0

I have a bunch of documents in a MongoDB collection, each of which looks like this:

{
"_id" : ObjectId("539f5556e4b032123458ba30"),
"name" : "H0031324836",
"date" : ISODate("2014-04-01T04:00:00Z"),
"dateString" : "2014-04-01",
"elements" : [
    {
        "start_time" : ISODate("2014-04-01T15:00:00Z"),
        "end_time" : ISODate("2014-04-01T16:00:00Z"),
        "duration" : NumberLong(3600000),
        "value" : 0.6968
    },
    {
        "start_time" : ISODate("2014-04-01T16:00:00Z"),
        "end_time" : ISODate("2014-04-01T17:00:00Z"),
        "duration" : NumberLong(3600000),
        "value" : 1.4873
    },
    // ...
]
}

For each of these documents, I want (through the aggregation framework, ideally) to end up with a document like this:

{
"_id" : ObjectId("539f5556e4b032123458ba30"),
"name" : "H0031324836",
"date" : ISODate("2014-04-01T04:00:00Z"),
"dateString" : "2014-04-01",
"duration" : NumberLong(...blahblah...), // sum of all "$duration" fields
"value" : ...blahblah..., // sum of all "$value" fields
}

I'm not seeing a way to vectorize over the $elements array and pick out values, though - perhaps $unwind is an option, but that seems pretty inefficient if it truly explodes to a stream of documents just so I can implode them again.

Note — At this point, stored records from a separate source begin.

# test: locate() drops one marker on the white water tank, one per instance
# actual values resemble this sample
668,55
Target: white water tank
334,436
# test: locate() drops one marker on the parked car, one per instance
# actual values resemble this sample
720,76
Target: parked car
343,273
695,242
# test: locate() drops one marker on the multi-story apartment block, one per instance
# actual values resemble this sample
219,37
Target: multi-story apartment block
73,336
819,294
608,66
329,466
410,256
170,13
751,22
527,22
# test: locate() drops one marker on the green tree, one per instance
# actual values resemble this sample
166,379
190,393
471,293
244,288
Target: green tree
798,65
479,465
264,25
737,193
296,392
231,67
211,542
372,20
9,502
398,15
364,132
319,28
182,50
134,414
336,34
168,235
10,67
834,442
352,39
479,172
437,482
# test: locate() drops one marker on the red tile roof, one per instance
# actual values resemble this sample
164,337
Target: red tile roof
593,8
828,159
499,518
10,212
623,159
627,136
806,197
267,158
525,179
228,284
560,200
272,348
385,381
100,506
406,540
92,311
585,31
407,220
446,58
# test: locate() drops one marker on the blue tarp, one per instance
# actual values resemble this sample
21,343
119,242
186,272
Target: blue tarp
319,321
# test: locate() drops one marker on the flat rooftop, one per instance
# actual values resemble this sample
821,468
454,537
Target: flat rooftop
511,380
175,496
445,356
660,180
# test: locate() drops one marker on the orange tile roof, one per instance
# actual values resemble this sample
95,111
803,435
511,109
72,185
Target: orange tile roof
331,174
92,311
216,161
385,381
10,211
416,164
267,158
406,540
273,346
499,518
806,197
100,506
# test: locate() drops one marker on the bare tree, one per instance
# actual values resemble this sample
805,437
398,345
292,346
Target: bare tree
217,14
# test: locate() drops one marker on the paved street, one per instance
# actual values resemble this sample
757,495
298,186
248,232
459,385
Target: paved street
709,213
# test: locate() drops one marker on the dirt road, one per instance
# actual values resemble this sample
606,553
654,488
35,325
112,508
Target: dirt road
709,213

The collection is large (around half a billion docs now, will be several billion when the full data is loaded), so I'm hoping to use the aggregation framework and not MapReduce if possible.

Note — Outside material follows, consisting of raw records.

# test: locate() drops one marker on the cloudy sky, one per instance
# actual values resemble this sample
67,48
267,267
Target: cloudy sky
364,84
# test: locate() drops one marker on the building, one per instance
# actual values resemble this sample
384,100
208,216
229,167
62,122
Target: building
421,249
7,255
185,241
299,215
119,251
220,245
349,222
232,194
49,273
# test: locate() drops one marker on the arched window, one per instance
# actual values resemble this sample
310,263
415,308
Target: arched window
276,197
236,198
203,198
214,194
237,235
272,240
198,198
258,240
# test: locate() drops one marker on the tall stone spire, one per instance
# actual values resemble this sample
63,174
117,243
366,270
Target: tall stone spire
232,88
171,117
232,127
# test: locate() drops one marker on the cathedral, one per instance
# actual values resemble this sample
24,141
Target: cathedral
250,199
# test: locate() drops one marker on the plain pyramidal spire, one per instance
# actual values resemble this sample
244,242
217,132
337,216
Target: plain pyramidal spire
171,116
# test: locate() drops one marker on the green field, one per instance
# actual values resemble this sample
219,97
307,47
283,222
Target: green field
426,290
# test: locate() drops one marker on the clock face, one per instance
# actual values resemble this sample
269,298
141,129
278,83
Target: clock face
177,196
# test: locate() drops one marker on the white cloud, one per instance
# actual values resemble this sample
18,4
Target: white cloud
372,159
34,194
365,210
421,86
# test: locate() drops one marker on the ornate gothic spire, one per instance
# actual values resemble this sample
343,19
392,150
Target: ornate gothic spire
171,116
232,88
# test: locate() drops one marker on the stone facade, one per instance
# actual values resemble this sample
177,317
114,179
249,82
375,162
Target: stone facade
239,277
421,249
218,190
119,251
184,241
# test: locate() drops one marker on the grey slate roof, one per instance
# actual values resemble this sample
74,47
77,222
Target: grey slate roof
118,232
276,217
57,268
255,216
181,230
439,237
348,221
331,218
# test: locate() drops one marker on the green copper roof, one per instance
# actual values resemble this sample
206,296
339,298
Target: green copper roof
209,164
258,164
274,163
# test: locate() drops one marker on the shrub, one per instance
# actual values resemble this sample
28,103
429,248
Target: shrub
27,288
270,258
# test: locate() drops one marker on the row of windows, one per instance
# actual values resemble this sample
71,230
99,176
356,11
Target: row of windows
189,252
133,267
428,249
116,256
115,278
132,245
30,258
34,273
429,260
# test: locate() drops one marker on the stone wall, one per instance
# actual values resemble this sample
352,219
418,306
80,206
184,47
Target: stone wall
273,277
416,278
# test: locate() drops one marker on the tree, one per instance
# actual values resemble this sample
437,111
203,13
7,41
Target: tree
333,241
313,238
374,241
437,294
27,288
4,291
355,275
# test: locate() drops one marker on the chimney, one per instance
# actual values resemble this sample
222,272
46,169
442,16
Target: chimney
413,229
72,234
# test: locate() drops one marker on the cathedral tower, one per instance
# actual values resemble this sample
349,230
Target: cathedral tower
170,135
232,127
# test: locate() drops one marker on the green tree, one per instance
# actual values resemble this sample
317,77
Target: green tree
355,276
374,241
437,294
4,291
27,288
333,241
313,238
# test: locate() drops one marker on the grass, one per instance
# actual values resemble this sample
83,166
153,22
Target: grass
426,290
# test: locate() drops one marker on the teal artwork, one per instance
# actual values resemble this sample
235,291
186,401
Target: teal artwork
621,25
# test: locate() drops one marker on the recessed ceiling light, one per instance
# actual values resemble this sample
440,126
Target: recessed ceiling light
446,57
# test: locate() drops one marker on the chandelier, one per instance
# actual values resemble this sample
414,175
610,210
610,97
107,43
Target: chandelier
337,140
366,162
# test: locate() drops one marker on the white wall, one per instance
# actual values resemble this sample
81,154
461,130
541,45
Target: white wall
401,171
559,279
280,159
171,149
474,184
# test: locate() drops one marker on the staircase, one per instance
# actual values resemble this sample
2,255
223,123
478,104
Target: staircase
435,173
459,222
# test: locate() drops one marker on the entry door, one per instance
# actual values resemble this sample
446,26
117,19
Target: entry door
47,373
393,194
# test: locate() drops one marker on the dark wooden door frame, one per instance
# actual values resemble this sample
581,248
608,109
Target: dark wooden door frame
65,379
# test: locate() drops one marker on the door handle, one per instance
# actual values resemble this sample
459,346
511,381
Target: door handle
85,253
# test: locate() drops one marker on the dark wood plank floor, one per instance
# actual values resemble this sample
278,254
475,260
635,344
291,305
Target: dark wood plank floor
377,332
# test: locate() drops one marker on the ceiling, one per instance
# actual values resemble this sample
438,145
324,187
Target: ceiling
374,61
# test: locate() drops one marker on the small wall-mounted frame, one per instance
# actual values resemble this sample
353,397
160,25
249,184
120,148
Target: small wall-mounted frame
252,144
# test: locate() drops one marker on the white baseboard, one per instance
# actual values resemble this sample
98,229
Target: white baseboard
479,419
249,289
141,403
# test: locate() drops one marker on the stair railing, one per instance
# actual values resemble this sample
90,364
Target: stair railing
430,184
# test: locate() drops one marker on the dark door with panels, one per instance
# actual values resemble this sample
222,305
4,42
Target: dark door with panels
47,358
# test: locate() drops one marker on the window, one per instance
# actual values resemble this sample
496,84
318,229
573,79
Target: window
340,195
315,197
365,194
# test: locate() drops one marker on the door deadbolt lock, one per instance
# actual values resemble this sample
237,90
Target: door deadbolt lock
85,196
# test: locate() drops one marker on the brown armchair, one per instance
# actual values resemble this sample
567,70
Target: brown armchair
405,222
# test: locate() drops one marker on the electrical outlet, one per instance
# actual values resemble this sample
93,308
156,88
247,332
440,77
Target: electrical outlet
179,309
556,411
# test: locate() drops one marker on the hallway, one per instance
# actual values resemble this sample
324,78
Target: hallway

I've got MongoDB 2.6.0, on a hash-sharded collection with 8 shards.

Neil Lunn
  • 148,042
  • 36
  • 346
  • 317
Ken Williams
  • 22,756
  • 10
  • 85
  • 147
  • `$unwind` is the answer: it's the only way you're going to work with `elements[]` via `$group` and `$sum`. If indices are applicable, remember that they're used only up until the first `$unwind`, after that, you're out of luck. – zamnuts Jun 17 '14 at 14:13
  • @zamnuts This is correct. Would you like to write this as a proper answer? – Philipp Jun 17 '14 at 14:14
  • @Philipp, will do, ty, sometimes i'm lazy, just comment, and move on :P – zamnuts Jun 17 '14 at 14:15

1 Answers1

4

$unwind is the answer, as you have stated. It is the way something like this was intended to be dealt with.

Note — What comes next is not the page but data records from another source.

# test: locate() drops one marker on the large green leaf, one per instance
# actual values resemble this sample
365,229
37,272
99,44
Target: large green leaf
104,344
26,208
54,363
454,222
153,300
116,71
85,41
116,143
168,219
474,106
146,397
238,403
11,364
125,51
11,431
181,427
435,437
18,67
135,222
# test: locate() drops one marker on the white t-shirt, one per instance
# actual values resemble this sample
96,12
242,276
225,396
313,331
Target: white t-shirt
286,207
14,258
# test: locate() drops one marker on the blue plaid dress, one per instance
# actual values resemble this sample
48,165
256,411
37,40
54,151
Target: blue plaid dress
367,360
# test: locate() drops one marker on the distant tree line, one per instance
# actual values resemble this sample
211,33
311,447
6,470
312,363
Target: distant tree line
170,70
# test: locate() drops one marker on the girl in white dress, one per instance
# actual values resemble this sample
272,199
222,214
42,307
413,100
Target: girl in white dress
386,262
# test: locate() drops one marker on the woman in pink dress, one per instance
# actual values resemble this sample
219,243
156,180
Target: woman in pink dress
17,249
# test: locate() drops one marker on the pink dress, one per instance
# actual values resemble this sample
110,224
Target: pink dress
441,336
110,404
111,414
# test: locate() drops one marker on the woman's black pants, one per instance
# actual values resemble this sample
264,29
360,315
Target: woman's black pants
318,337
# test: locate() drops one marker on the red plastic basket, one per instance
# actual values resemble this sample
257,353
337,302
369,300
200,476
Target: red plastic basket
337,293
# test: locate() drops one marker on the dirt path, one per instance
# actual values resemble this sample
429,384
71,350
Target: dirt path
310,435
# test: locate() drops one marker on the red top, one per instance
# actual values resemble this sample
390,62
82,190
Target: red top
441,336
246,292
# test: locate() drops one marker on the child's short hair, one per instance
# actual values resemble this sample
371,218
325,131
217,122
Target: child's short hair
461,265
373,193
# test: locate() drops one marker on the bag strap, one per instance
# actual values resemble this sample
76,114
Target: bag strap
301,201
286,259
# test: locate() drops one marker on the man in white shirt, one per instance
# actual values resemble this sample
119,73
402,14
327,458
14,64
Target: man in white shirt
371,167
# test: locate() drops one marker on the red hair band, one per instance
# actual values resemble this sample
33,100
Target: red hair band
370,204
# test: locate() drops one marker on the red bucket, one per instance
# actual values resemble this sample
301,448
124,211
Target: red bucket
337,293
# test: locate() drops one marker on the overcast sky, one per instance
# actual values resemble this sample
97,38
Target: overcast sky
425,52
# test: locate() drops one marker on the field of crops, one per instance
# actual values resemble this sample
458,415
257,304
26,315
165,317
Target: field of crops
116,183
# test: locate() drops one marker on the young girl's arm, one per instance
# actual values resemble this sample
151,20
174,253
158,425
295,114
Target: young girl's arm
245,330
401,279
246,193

First, a bit about $unwind. Note that the aggregation framework will only utilize your collection's indices up until the point where it mutates the documents, so be sure to handle the bulk of your filtering foremost. More on that in the SO answer for "Aggregation pipeline and indexes". $unwind will behave superbly performance-wise since it is an optimized internal of MongoDB - it happens natively (C++) in the aggregation pipeline so you won't get degraded performance by running interpreted JavaScript (i.e. in MR). The MongoDB team has worked hard and over several iterations to ensure aggregation is fast.

Now what would this pipeline actually look like?

db.collection.aggregate([
    { $match: { name: "H0031324836" } }, // limit to just this record (or set of records, uses index)
    { $unwind: "$elements" }, // explode that array into individual documents
    {
        $group: { // regroup all of the similar ones based on the `name` field
            _id: "$name",
            duration: { $sum: "$elements.duration" }, // sum elements[n].duration
            value: { $sum: "elements.sum" } // sum elements[n].value
        }
    }
]);

See the SO answer for "$unwind an object in aggregation framework" for more insight into the pipeline.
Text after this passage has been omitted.